Just keep in mind that while being truthful to each other is crucial, it should also be done in a manner where the truths can land in a safe place. This requires both parties to learn how to approach and handle uncomfortable topics in tactful ways so that you’ll feel secure and encouraged to be honest with each other continuously in the long run.
Being in a relationship shouldn’t mean neglecting your own hobbies, wants and needs. In fact, setting time aside to do things for yourself and have proper self-care, can help to promote healthy boundaries and the overall health of your relationship. As relationship expert and author of That Which Doesn’t Kill Us: How One Couple Became Stronger at the Broken Places, Charlie Bloom, reminds us – our responsibility to provide for our own well-being is as important as my responsibility to others.
It is essential to recognise that conflicts are part and parcel of relationships, but not all conflicts have to escalate or leave significant damage to your relationship. The key is to know how to manage and resolve conflicts in a healthy and respectful manner. Here is some general kauniita Venezuelan naiset advice to keep and remember when you’re all riled up in an argument:
If what you need sometimes is a little “me time” to recharge yourself so that you’ll have enough energy and mental capacity to further nurture your relationships, do it!
Listen – as much as you have strong convictions about something, your partner’s views deserves to be heard as well.
Make sure you’re fighting fair – keep the focus on the issue at hand and respect the other person. Don’t start arguments over things that cannot be changed.
Don’t attack someone directly – use “I” statements to communicate how you feel. E.g. instead of “you make me feel bad”, try “I feel bad when you…”.
Ask yourself what role you played in this issue – instead of reacting to your partner with an emotionally-charged response, take time to think, reflect, and develop insight into why and how this issue arose in the first place.
Don’t drag old arguments into the mix – rather than looking to past conflicts and grudges and assigning blame, focus on what you can do in the present to solve the problem.
Honesty builds trust between you and your partner, and sets your relationship up for better chances of success
Give yourselves “time outs” – if the argument gets heated, the conversation cannot be productive and there’s a higher chance for someone to do or say something they’ll regret. Take a few minutes away from each other to calm down and have a think before you talk about the issue at hand again.

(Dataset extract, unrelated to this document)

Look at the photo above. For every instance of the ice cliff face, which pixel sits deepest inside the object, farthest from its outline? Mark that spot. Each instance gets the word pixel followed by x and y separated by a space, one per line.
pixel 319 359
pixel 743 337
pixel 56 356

Know when to let something go – if you can’t seem to reach an agreement, and it’s not a non-negotiable boundary or issue to you, you can choose to disengage and agree to disagree.
Building on the previous point, healthy relationships are built on compromise. It helps for both parties to know what’s truly important for each other and themselves because it leaves more room for empathy and compromise. Partners must make an effort to ensure that there’s a reasonable exchange between the two, which helps to reduce anger and resentment for either party.
For many, physical intimacy is an important aspect in a committed relationship. That includes sex, hand holding, hugs, kisses and other forms of affectionate touch. Just as how it’s advisable to purposefully carve out quality time for you and your partner, it can also help to schedule or plan regular couple time or date nights if you both have busy schedules. Physical intimacy can help boost the production of oxytocin and dopamine in our brains, which can strengthen feelings of connection, bonding and trust between couples. The process of sex itself also helps strengthen relationships due to open and honest communication that’s required during the act.